Consumer Reviews Gain Influence; Learn To Manage Them
Marketers of consumer electronics (and virtually every other product) may want to watch consumer reviews of their products more closely than they have been in the past.
According to a newly released study from Weber Shandwick, a majority of consumer electronics purchasers (65%) said that a consumer review inspired them to select a brand that had not been in their original consideration. Consumer electronics buyers also pay more attention to consumer-generated reviews than professional reviews (by a three-to-one margin), and 80% of consumers are concerned about the authenticity of those reviews. The result: the average buyer consults 11 consumer reviews on their path to purchase.
“It’s part of the broader fragmentation of media,” Bradford Williams, president of Weber Shandwick’s North American Technology Practice, tells Marketing Daily. “User-generated content has shifted the influence from a relatively small number of influential critics to a much more distributed model. What we found in our study is that consumers are still using editorial reviewers, but they’re using them in tandem with and more of consumer reviews.”

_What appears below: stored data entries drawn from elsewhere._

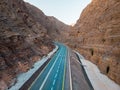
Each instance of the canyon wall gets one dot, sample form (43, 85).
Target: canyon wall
(23, 40)
(96, 35)
(56, 29)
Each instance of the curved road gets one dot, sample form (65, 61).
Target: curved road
(56, 73)
(52, 76)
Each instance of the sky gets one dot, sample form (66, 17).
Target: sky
(67, 11)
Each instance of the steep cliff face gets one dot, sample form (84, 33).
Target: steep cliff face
(23, 40)
(56, 29)
(97, 36)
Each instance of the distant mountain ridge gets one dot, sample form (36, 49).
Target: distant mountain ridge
(97, 36)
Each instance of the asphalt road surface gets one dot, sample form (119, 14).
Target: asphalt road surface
(57, 73)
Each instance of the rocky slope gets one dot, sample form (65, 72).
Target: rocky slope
(23, 40)
(56, 29)
(97, 36)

The growing influence of consumer reviews, particularly in the consumer electronics arena, means marketers have to understand how to manage (although they can’t control, Williams notes) consumer-generated reviews. For instance, the most influential consumer reviews share certain qualities such as being well-written, measured and balanced, Williams says. Consumers also trust the reviews they find on popular Web sites.

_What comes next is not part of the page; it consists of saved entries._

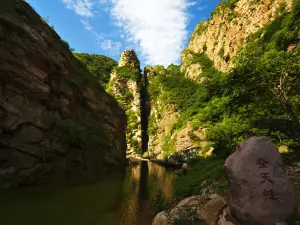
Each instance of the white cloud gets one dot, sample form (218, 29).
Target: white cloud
(86, 25)
(82, 8)
(201, 8)
(111, 47)
(159, 26)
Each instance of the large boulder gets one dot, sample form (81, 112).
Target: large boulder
(259, 190)
(211, 210)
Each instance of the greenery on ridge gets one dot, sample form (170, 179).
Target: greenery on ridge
(128, 72)
(98, 65)
(260, 96)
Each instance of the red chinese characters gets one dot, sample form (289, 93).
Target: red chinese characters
(265, 178)
(269, 194)
(262, 163)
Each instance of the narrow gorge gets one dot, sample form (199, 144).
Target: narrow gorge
(212, 140)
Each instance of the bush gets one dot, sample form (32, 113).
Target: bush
(98, 65)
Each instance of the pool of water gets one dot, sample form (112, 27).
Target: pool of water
(117, 199)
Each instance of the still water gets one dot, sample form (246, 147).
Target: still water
(118, 199)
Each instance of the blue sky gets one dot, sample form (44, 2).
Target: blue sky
(158, 30)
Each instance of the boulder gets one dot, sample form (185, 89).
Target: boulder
(259, 190)
(211, 210)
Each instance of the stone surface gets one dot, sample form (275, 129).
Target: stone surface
(228, 30)
(40, 87)
(128, 93)
(259, 190)
(211, 210)
(190, 202)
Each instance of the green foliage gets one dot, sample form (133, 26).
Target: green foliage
(200, 28)
(231, 3)
(99, 66)
(67, 44)
(209, 170)
(72, 133)
(221, 52)
(260, 96)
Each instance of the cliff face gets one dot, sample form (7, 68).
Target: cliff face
(125, 85)
(167, 139)
(223, 35)
(56, 122)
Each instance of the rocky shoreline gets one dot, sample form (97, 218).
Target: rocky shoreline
(209, 208)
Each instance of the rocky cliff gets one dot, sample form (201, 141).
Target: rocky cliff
(56, 121)
(194, 111)
(226, 32)
(125, 85)
(168, 137)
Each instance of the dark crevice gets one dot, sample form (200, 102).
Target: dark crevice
(145, 111)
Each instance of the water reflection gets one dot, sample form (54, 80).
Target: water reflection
(142, 183)
(118, 199)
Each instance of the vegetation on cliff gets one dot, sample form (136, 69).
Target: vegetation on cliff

“The top three things that matter in a consumer review is that it’s fair and reasonable, the extent to which it is well-written, and the inclusion of the specs an technical data,” Williams says. “On the professional reviewer side, readers are most interested in a review that has use cases that are relevant to them.”

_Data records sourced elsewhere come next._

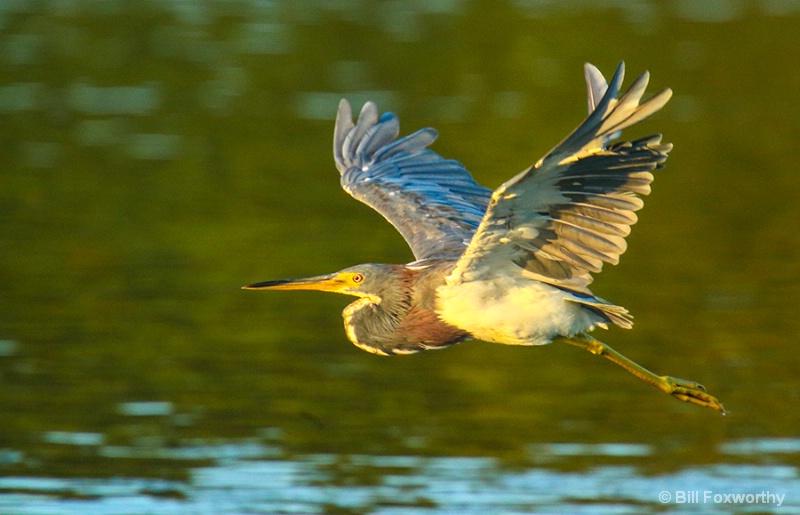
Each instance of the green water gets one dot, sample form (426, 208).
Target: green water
(156, 156)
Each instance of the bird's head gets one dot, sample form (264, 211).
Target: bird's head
(368, 280)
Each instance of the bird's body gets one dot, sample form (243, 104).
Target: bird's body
(511, 266)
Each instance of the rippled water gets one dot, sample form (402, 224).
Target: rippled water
(155, 156)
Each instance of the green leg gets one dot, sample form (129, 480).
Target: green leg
(688, 391)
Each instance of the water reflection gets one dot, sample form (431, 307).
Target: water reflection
(155, 156)
(241, 481)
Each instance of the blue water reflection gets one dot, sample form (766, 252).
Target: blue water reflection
(242, 481)
(155, 156)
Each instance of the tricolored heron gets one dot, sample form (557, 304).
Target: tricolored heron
(511, 266)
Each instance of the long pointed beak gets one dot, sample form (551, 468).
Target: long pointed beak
(328, 282)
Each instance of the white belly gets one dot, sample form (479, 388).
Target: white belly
(513, 311)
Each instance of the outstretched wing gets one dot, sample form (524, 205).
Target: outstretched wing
(565, 216)
(433, 202)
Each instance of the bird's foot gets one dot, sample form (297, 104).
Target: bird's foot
(690, 391)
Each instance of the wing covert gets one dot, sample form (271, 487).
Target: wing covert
(565, 216)
(433, 202)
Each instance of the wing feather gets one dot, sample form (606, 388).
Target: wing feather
(560, 220)
(433, 202)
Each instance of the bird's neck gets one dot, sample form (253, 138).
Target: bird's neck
(401, 320)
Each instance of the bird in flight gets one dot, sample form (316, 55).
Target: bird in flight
(511, 266)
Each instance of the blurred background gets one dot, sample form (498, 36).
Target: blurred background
(155, 156)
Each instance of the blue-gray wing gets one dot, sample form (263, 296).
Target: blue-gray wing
(433, 202)
(565, 216)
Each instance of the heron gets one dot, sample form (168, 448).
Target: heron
(510, 266)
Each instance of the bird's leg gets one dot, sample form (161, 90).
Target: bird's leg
(682, 389)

Accordingly, Williams offered five tips for marketers in the world of understanding and utilizing consumer reviews for their business.
First, companies should make it easy for consumers to find reviews of their products, incorporating a sampling of reviews on their product Web site (remembering, of course, to showcase a representative sampling of positive and negative reviews). The site should also include a publicly announced policy of restricting employees from commenting or contributing to consumer reviews.
“Consumers will find [negative reviews] anyway, and the brand will get credit for sharing it,” Williams says.
Second, product marketing pages should adopt the format of reviews sites, presenting the information consumers seek clearly and plainly.
Third, marketers should engage an online community manager that encourages people to review their products while disseminating positive consumer and professional reviews through the brand’s social channels and working with customer service to respond to customer feedback quickly. “When people are sharing their gripes they need to be responded to, and when they’re sharing raves, a community manager can help amplify that,” Williams says.
Along those same lines, the fourth recommendation is that marketers, while unable to directly influence consumer reviews, should be prepared to identify those reviews with the most potential impact, and promote and amplify them.
Finally, marketers need to understand that consumers visit online shopping sites for reviews and insights and various points in their purchase process, not just when they’re ready to buy. Therefore, the information on online shopping sites should be as helpful and engaging as possible.
“They don’t just visit a retailer’s site when they’re going to buy,” Williams says. “If that were true, Amazon wouldn’t be the most popular reviews site.”
Williams also notes that while the research conduct was specific to the consumer electronics world, many of the same lessons can be applied across all consumer products, since virtually all of them are reviewed somewhere on the Web.
“These are really best practice for consumer brands of all kinds,” he says. “Consumer opinion has become currency, and it’s really being used online.”